INDIANAPOLIS — Two new state representatives serving Northwest Indiana will propose significant changes to life, business and government in the Hoosier State when the General Assembly convenes Thursday for its four-month session.
State Rep. Carolyn Jackson, D-Hammond, and state Rep. Chris Chyung, D-Dyer, both recently said they were elected in November to shake things up at the Statehouse, and that is exactly what they intend to do — despite the long odds against success for Democratic-sponsored legislation in the Republican-dominated chamber.
"When I first decided to run for this seat, I made it clear that I would use my position in state government to improve the lives of those who sacrifice the most, yet often get the least amount of help from government," Jackson said.
To that end, Jackson is preparing to file measures that would boost Indiana's minimum wage, require pay equity for men and women employed in identical positions, increase pre-kindergarten funding and improve social service programs for youth, seniors and veterans.
"I am of the belief that families should be our priority in every major piece of legislation that we face in the next session," Jackson said.
"Rather than wondering what types of taxes we need to cut for corporations across our state, I think we should worry about what we can do to make it easier for families to care for themselves."
Jackson also vowed to use her position on the House Environmental Affairs Committee to pursue additional, and possibly mandatory, testing for lead in the water supply of Indiana schools, after August testing in Hammond found dozens of school water fountains and sinks with detectable lead levels.
"In so many cases, the water systems in our schools have been neglected for too many years, and we are paying a price that can cause great damage to our children," Jackson said.
"The state of Indiana does have a program to test for lead in our schools, but it is voluntary, and less than 50 percent of our public schools were enrolled in the program (in 2018). These are not things that schools should be encouraged to join. It is something they should be required to join."
'Accountability and transparency'
Chyung, likewise, believes changes are required to ensure that Indiana government remains accountable and accessible to all Hoosiers.
That's why he wants to impose term limits on state legislators, eight years for representatives and 12 years for senators; and to ban former lawmakers from becoming lobbyists for five years after serving, instead of just one year.
"Term limits are a familiar idea, but I believe it is worth exploring because it ensures greater independence from elected officials and less potential reliance upon special interests to impact their work," Chyung said.
"At the same time, putting a longer lobbying ban in place will help to reduce the revolving door that seems to take place for lawmakers."

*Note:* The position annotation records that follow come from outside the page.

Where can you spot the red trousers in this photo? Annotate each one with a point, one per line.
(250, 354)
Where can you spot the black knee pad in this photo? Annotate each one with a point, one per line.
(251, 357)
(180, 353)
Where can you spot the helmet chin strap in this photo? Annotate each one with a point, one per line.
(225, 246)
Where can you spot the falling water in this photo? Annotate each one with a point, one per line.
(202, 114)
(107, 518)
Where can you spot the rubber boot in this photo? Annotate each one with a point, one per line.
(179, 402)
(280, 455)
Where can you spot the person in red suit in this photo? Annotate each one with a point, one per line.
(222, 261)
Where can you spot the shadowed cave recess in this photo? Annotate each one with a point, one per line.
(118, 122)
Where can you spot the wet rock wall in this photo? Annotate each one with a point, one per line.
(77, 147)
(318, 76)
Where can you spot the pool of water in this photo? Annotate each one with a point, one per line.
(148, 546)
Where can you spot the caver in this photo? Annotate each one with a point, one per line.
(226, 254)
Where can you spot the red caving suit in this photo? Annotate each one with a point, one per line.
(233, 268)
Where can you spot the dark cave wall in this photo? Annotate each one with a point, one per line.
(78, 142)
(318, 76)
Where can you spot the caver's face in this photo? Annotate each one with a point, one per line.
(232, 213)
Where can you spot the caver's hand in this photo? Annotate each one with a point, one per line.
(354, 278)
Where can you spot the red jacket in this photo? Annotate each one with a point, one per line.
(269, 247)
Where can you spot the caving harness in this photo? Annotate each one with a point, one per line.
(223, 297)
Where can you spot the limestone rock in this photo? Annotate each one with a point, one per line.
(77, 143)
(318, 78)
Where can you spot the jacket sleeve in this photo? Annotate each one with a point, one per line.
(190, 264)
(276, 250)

Chyung also will propose mandating more comprehensive disclosure of legislators' financial interests, including the actual dollar amounts of assets and liabilities.
"Greater accountability and transparency is a must for people in influential positions like the Legislature. If there are potential conflicts of interest, let them be noted for the public consumption. We should have nothing to hide in these positions," he said.
In addition, Chyung wants to move the legislative session from the winter months to the summer, so more educators and college students would have the scheduling flexibility necessary to seek and serve in public office.
"When I was talking to the people who live and work in the 15th House District, I gained a strong sense from my constituents that they were fed up with business as usual at the Statehouse," Chyung said.
"What they want is a better sense that the people who represent them have greater accountability to their interests and access to the office.
"What I am proposing is an attempt to find that accountability, while still providing a means to benefit those people who have a strong interest in public service."
Other Region lawmakers are expected to identify their top session priorities in the days leading up to the Jan. 10 deadline for filing legislative proposals in the House and Senate.